In the investment world it is much the same. Everyone is trying to make more than everyone else.

We all know that less than 1% of professional managers beat the index by 1% or 2% over twenty years or more, and that over 90% don’t beat it at all. In highly competitive environments, that isn’t surprising.

One way to generate superior returns is to have barriers to entry, or ‘moats’ as Warren Buffett calls them. In some industries, moats can protect you from competition. This is where investing is even tougher! No industry has barriers to entry as low as investing. You can open an account with a few hundred dollars and start trading instantly. Regulation requires that inside information is made publicly available. Even compared to becoming an Uber driver or opening a café, the barriers are low.

The 64 Million Dollar Question

So if there are no barriers to entry, the likelihood is a long-run real return of a few percent, even in high return assets like stocks. That’s not to say there won’t be really strong periods; but there’ll be tough times too.

The only way to do better is to have a Competitive Edge. That is, something that the competition (i.e. other investors) cannot or will not do.

Few people appreciate this. Ask an investor to define their edge, and they will stay something like ‘I invest in quality stocks’ or ‘I buy stocks on low P/Es.’ That is not an edge. That is a description. There is nothing to stop anyone else doing that.

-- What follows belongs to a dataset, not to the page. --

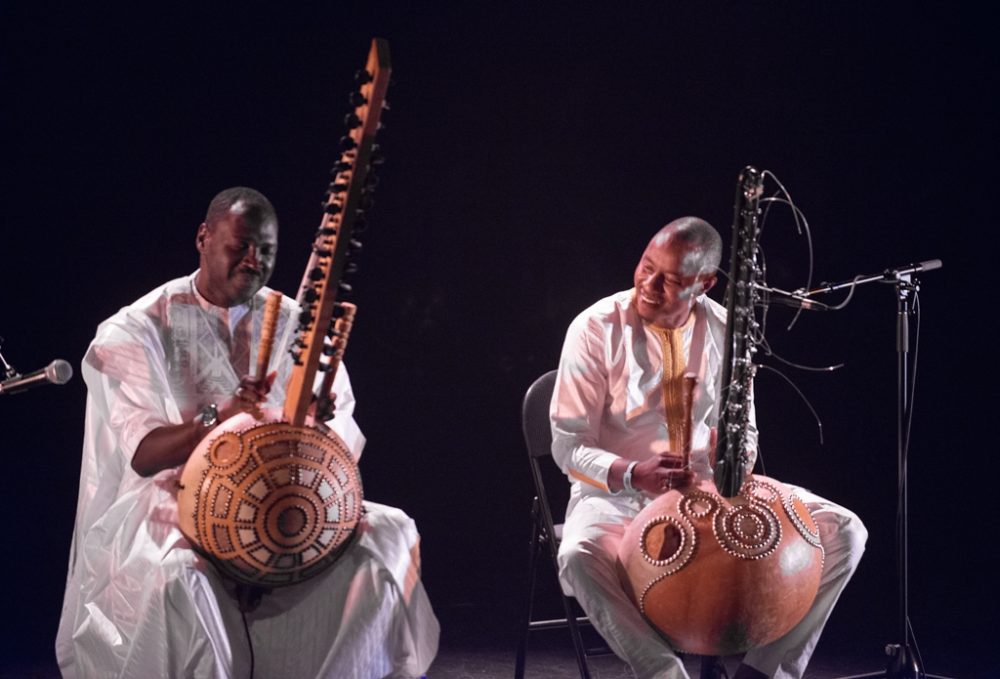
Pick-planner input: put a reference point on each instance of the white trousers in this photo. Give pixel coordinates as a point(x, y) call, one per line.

Here’s the thing, and it’s really important: If an investor cannot define their edge - that unique thing others cannot or will not do – their long run returns will be at best, average.

Investment Moats

There are three ways an investor can deliver outsize returns:

  1. Access to capital at pinch-points: If you can get hold of fresh capital during crises, such as 2009 or March 2020, you can deliver great returns, because you can buy from forced or panicked sellers. These pinch-points do not tend to last long, as central banks will typically step in to provide liquidity. Furthermore, to have fresh money at these moments probably means being underinvested the rest of the time, meaning lower returns beforehand.
  2. Flexibility or Nimbleness: Sometimes there are temporary dislocations that allow the minority who are able to take them to achieve an excess return. These are often obscure or illiquid securities, or where a specific event has caused a dislocation. For example, last year Donald Trump forced many large investment managers to divest stocks with links to the Chinese Government. In some cases, forced selling on a large scale caused share prices to collapse, with some perfectly decent companies trading on negative Enterprise Values.
  3. A Conceptual Advantage: This is where an investor understands the world in a different way to the market. For example, a decade ago some successful tech investors saw the potential for exponential growth in certain business models. Some quality investors realised that the market was undervaluing strong franchises with strong balance sheets. Back in 2007, a number of hedge funds spotted the overvaluation and vulnerability across residential real estate.

BUT Competitive Advantages Don’t Last!

Two ground-breaking studies by Robert Wiggins and Timothy Ruefli[i] examined nearly 7000 companies across forty industries, to see how many held a long term competitive advantage, evidenced by persistent above-market returns. They found that competitive advantages are rare and very short-lived: only 5% of companies enjoyed a competitive advantage period of 10 years or more. Only 0.5% managed 20 years, and only 0.04% managed fifty years. They also found that during those competitive advantage periods, the competition increased and the advantage diminished.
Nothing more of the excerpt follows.